With your thoughts you make your world.”
– Buddha
originally posted by: AlienView
a reply to: Barcs:
Yes, I see how you scientific purests despise Intelligent Design - I understand your dilema.
"Science is the belief in the ignorance of the experts"
– Richard Feynman
Einstein Said That All Serious Scientists Believe In Intelligent Design
"Every one who is seriously involved in the pursuit of science becomes convinced that a spirit is manifest in the laws of the Universe-a spirit vastly superior to that of man, and one in the face of which we with our modest powers must feel humble.

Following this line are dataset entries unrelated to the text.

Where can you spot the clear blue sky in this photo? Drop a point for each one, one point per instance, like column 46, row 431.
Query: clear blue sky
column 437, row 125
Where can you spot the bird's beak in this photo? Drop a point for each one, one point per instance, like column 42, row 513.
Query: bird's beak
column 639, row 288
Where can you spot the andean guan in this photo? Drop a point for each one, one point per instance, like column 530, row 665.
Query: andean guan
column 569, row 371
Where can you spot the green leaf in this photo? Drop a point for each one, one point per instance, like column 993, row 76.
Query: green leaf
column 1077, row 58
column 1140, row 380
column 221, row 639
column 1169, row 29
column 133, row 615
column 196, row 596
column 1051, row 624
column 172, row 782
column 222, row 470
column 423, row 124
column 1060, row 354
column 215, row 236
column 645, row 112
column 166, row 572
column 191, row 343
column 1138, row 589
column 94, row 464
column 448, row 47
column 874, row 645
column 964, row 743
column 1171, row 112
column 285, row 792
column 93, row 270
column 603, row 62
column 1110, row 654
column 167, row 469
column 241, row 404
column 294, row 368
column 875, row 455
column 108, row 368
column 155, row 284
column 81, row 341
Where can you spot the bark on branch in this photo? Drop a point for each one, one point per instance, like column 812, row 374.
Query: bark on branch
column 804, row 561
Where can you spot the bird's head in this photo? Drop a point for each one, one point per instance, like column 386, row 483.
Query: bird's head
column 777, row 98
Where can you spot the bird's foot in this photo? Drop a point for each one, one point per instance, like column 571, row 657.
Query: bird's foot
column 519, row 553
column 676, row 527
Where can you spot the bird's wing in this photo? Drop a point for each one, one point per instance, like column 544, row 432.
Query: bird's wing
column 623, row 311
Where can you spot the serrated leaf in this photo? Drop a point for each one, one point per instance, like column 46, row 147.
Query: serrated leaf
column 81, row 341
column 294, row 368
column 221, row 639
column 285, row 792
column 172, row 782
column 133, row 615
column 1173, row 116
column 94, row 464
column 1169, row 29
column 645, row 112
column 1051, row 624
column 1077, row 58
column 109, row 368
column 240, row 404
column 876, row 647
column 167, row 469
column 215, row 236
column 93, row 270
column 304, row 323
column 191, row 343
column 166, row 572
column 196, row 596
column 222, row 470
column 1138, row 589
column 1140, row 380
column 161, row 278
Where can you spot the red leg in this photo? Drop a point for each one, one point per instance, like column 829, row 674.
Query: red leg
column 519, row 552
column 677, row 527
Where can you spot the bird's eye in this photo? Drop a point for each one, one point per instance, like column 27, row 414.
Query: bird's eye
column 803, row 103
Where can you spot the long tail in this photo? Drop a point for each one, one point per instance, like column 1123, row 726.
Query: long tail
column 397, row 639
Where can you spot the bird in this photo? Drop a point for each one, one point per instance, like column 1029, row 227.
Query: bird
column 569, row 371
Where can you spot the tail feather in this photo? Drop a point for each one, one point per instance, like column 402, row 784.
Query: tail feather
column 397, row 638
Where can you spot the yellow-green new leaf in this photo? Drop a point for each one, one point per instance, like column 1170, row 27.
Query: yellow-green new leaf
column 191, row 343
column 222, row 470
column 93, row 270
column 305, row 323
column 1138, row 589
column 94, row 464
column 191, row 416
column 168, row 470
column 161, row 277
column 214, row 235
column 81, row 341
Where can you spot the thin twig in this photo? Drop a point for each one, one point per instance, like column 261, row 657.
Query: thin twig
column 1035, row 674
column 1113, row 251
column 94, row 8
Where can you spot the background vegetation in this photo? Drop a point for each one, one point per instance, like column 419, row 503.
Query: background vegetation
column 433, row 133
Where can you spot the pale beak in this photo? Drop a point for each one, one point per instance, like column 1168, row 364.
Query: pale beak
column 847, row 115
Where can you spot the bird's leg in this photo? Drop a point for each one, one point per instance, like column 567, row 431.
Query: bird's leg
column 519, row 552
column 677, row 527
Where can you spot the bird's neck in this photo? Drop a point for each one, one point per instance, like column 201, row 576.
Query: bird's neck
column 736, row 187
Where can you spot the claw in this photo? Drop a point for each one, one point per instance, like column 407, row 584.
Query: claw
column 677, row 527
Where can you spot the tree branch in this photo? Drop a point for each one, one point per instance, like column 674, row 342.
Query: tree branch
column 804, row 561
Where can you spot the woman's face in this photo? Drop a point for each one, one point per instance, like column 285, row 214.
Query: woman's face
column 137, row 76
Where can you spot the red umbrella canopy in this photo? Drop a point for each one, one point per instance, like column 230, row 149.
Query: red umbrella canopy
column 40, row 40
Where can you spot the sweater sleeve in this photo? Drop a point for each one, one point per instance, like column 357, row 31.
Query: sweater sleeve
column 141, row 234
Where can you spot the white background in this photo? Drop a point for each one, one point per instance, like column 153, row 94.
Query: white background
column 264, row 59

"The scientists’ religious feeling takes the form of a rapturous amazement at the harmony of natural law, which reveals an intelligence of such superiority that, compared with it, all the systematic thinking and acting of human beings is an utterly insignificant reflection."
– Albert Einstein
“Imagination is more important than knowledge. For knowledge is limited to all we now know and understand, while imagination embraces the entire world, and all there ever will be to know and understand.”
― Albert Einstein
You heard of Einsteiin did you not? Even on our home planet which exists in a parallel universe, Einstein is greatly respected
- To some of us his theories and ability to transcend the mediocrity of much of Human stupidity gives us hope that your race
of beings may yet fly with us - The universe we live in thrives on and requires an ever increasing intelligence.
Let go of your petty Evolution and evolve with us
“You are what you think.
All that you are arises from your thoughts.
With your thoughts you make your world.”
– Buddha
"ScienceFictionalism - the way of the Future"
universalspacealienpeoplesassociation.blogspot.com...
. . . I came—though the child of entirely irreligious (Jewish) parents—to a deep religiousness, which, however, reached an abrupt end at the age of twelve. Through the reading of popular scientific books I soon reached the conviction that much in the stories of the Bible could not be true. The consequence was a positively fanatic orgy of freethinking coupled with the impression that youth is intentionally being deceived by the state through lies; it was a crushing impression. Mistrust of every kind of authority grew out of this experience, a skeptical attitude toward the convictions that were alive in any specific social environment—an attitude that has never again left me, even though, later on, it has been tempered by a better insight into the causal connections. It is quite clear to me that the religious paradise of youth, which was thus lost, was a first attempt to free myself from the chains of the 'merely personal,' from an existence dominated by wishes, hopes, and primitive feelings. Out yonder there was this huge world, which exists independently of us human beings and which stands before us like a great, eternal riddle, at least partially accessible to our inspection and thinking. The contemplation of this world beckoned as a liberation, and I soon noticed that many a man whom I had learned to esteem and to admire had found inner freedom and security in its pursuit. The mental grasp of this extra-personal world within the frame of our capabilities presented itself to my mind, half consciously, half unconsciously, as a supreme goal. Similarly motivated men of the present and of the past, as well as the insights they had achieved, were the friends who could not be lost. The road to this paradise was not as comfortable and alluring as the road to the religious paradise; but it has shown itself reliable, and I have never regretted having chosen it.